Despite repeat visits to the hospital for bruising and other signs of assault, and a probe into her home life, nothing was done. An inquiry after her death blamed "organizational malaise," indolence, and chronic "buck passing" for the fact that no one group took responsibility for her case.

That will all change under the government revamp, which plans to set up Children's Trusts at the local level to bring experts - psychologists, social workers, education officials - together, with a local director ultimately accountable.

The idea is that in a case like Victoria's, the various officials would have been able to compare notes and realize instantly that something was seriously wrong.

But the outlined reforms have also drawn criticism. Victoria Climbié's parents said they did not meet all of the recommendations produced by the inquiry into their daughter's death.

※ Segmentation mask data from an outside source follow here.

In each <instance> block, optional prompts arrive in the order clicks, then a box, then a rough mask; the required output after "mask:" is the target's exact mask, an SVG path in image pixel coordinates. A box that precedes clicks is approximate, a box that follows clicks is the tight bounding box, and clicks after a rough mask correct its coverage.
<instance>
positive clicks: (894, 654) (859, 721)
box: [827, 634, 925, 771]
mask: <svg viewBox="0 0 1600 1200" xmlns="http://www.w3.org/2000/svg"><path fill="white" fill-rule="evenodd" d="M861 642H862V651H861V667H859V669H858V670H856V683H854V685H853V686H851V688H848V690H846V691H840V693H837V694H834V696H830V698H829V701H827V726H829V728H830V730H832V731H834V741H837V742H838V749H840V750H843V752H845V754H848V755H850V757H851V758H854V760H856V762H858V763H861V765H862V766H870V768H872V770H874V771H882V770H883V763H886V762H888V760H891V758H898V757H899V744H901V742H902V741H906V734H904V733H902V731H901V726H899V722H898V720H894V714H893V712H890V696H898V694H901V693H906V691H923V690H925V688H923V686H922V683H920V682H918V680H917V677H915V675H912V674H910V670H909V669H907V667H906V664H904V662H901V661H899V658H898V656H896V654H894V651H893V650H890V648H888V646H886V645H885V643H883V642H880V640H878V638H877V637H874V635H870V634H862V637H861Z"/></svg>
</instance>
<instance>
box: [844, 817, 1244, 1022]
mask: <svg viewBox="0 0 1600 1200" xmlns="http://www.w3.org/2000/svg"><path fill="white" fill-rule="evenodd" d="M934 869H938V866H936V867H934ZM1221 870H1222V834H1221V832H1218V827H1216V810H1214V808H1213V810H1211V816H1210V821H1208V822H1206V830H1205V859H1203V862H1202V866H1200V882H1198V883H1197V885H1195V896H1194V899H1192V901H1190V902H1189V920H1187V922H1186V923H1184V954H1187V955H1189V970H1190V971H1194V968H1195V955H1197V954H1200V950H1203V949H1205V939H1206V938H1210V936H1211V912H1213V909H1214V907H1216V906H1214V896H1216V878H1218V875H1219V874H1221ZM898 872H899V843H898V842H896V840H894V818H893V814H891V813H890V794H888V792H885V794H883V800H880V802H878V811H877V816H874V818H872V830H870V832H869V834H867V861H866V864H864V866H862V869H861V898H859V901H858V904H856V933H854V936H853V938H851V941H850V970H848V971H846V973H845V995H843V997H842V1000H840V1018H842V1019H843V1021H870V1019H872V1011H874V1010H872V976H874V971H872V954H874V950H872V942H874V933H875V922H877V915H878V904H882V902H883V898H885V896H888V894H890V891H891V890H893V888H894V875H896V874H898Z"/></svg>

In particular, there is concern that simply changing one bureaucratic setup for another may not eradicate a culture of underfunding, disenchantment, and even negligence among some social workers.

"Structures will never save children's lives," says Dr. Hanvey. "The acid test is would a Children's Commissioner have prevented Victoria Climbié's death? The answer has to be no. It all came down to people not fulfilling the functions they should have done."

One child psychologist who has worked in the state sector for 10 years went even further, saying that until hospitals and social services are better funded there will never be enough resources to ensure that every vulnerable child is being monitored.

"If you feel there is risk to child, you have a responsibility to hand over [information] to social services, but the problem is that they don't always perceive the risk that you perceive," said the psychologist, who did not want to be named. "Their case load is very high and they just don't have the resources to see hundreds of children."

She said the idea of Children's Trusts made sense: Parents of troubled children will no longer have to connect with professionals in different locales, but will be able to get the help there is from one group. .

But money is a crucial factor. The government has been spending generously on health in general to upgrade the decrepit National Health Service, but it remains unclear how much funding will be available to support the new plans for child welfare.

"The concept of Children's Trusts is a good one because it will force us to work more effectively as teams," says the psychologist, "but only if they can direct more funds into the system."